A systematic review of the analgesic efficacy and adverse effects of single-dose aspirin compared with placebo in postoperative pain.
Published studies were identified from systematic searching of bibliographic databases and reference lists of retrieved reports. Summed pain intensity and pain relief data were extracted and converted into dichotomous information to yield the number of patients with at least 50% pain relief. This was used to calculate the relative benefit and number-needed-to-treat for one patient to achieve at least 50% pain relief. For adverse effects, relative risk and number-needed-to-harm were calculated. Sensitivity analyses were planned to test the impact of different pain models, pain measurements, sample sizes, quality of study design, and study duration on the results.

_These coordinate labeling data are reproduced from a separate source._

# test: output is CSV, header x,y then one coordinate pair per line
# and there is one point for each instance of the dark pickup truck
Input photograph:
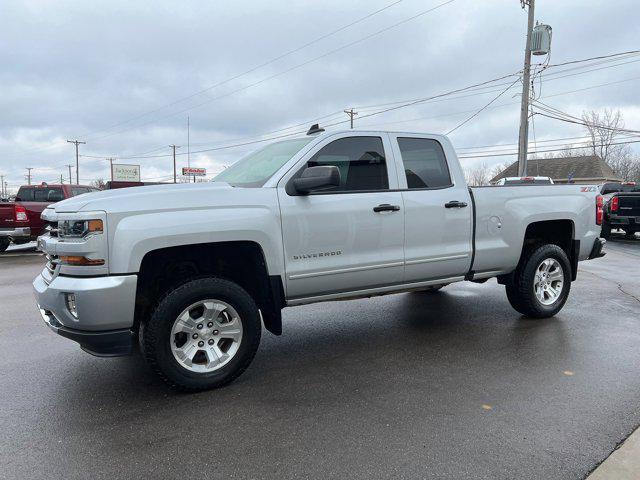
x,y
20,220
621,207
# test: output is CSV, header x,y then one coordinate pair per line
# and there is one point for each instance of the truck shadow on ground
x,y
370,345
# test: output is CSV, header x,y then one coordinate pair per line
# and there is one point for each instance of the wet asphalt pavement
x,y
451,385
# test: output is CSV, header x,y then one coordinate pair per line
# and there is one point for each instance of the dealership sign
x,y
194,172
125,173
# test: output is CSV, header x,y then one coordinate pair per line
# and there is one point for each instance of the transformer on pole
x,y
538,43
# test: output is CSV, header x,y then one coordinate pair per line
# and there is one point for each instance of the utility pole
x,y
69,167
175,180
523,140
110,160
76,143
352,113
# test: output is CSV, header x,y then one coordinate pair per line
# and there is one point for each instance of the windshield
x,y
256,168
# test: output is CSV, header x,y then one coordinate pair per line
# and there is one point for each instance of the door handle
x,y
386,207
455,204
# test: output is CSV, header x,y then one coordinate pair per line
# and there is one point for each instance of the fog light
x,y
71,304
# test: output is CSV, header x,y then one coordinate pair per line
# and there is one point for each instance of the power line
x,y
483,108
288,70
253,69
538,151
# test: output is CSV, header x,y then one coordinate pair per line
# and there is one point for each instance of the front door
x,y
350,237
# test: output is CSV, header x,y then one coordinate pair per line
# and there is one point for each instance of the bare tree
x,y
496,170
605,130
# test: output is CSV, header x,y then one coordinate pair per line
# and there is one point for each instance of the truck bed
x,y
502,214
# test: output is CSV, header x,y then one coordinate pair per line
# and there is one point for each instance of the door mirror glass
x,y
314,179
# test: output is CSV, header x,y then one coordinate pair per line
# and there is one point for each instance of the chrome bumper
x,y
102,303
110,343
19,232
597,249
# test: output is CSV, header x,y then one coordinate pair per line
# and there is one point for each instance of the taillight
x,y
21,213
599,211
615,203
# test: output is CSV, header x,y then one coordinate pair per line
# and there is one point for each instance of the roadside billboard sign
x,y
194,172
125,173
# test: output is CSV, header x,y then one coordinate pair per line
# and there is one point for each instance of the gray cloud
x,y
73,69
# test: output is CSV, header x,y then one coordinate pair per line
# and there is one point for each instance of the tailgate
x,y
629,204
7,217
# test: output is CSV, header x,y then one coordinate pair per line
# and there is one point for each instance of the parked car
x,y
191,271
621,205
20,220
525,181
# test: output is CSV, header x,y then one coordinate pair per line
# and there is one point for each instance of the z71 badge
x,y
305,256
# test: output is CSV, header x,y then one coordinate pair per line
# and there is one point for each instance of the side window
x,y
361,162
424,163
25,195
48,195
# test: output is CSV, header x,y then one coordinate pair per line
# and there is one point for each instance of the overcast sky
x,y
123,76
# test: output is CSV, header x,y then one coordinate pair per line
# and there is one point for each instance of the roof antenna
x,y
315,128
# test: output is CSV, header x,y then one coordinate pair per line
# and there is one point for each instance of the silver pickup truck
x,y
191,272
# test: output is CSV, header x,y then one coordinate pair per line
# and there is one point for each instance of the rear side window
x,y
361,161
48,194
25,194
424,163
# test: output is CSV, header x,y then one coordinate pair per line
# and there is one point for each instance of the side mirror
x,y
317,178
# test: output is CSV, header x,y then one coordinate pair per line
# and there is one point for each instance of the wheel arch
x,y
242,262
560,232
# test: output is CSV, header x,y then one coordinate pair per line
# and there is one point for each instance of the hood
x,y
159,197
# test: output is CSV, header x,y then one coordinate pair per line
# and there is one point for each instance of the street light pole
x,y
352,113
523,139
111,159
76,143
175,180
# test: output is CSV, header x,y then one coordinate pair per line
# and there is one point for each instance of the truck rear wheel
x,y
202,335
541,282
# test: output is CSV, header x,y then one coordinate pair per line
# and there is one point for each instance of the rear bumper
x,y
597,249
630,221
110,343
18,232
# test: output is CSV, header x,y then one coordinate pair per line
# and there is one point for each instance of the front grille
x,y
52,262
51,228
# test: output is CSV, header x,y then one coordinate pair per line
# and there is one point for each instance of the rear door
x,y
437,210
342,239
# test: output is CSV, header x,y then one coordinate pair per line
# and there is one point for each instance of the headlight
x,y
79,228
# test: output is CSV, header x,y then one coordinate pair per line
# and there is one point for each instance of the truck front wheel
x,y
202,335
541,282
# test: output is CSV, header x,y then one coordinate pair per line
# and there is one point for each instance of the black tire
x,y
520,291
155,334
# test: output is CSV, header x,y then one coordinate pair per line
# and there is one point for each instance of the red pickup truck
x,y
20,220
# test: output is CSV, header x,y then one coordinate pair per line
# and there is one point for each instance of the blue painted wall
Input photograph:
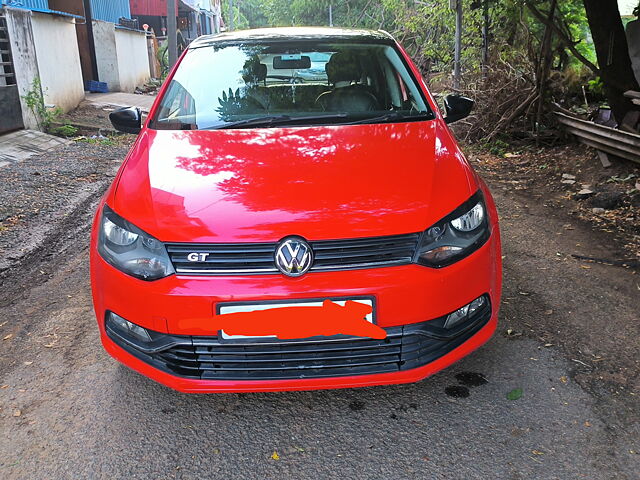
x,y
110,10
39,4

Seventy-two randomized single-dose trials met our inclusion criteria, with 3253 patients given aspirin, and 3297 placebo. Significant benefit of aspirin over placebo was shown for aspirin 600/650 mg, 1000 mg and 1200 mg, with numbers-needed-to-treat for at least 50% pain relief of 4.4 (4.0–4.9), 4.0 (3.2–5.4) and 2.4 (1.9–3.2) respectively. Single-dose aspirin 600/650 mg produced significantly more drowsiness and gastric irritation than placebo, with numbers-needed-to-harm of 28 (19–52) and 38 (22–174) respectively. Type of pain model, pain measurement, sample size, quality of study design, and study duration had no significant impact on the results.
There was a clear dose–response for pain relief with aspirin, even though these were single dose studies. Adverse effects, drowsiness and gastric irritation were also evident in the single dose studies. The pain relief achieved with aspirin was very similar milligram for milligram to that seen with paracetamol.